ロイドは、興奮を抑えきれない様子で、大声で報告した。
「隊長!落ち着いてください!それこそが、**タナカ様の最終戦略!『金銭兵站戦略』**です!」
「き、金銭兵站?」
「は!タナカ様は、両軍の兵士の**『金銭欲』をあえて刺激し、『戦争は儲からない』**という常識を覆されたのです!」
ロイドは力説する。
「あの煎餅紙幣は、一見すると紙切れですが、実は高額な特殊交換券!兵士たちに、この高額な偽金を拾い集めさせ、戦場から離脱させます。これは、敵の兵力を削ぐと同時に、我らが国王軍の兵士たちにも**『戦場から逃げても利益がある』という希望を与え、戦争終結を促す『平和への出口戦略』**なのです!」
「な、なるほど!兵士が逃げ出す理由を、**『利益のため』**という形で用意したのか!しかも、その紙切れは、タナカ様が創造されたのだから、国王軍の懐は痛まない!究極の無損害兵站だ!」
隊長は、ロイドの言葉に再び深く感動した。タナカが**「金銭欲と食欲」**を突いたという真実を知る由もない隊長は、ロイドの言葉を全て信じ込んだ。

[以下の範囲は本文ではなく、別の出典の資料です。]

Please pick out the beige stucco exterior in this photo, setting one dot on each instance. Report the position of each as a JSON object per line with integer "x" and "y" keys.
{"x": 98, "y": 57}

「すぐに、戦場にいる全兵士に布告せよ!この**『金銭の雨』は、我が国王陛下が戦況を沈静化させるために下された『特別恩賞』**であると!そして、この恩賞を失う者は、厳罰に処すと!」
隊長は、ロイドの誤解による報告を、国王軍の公的な情報統制として利用することを決定した。
タナカの**「食べられる偽札」作戦は、ロイドの「無損害兵站」報告により、異世界の戦場で、最も権威のある『王国の特別恩賞』**という、予想外の地位を確立してしまった。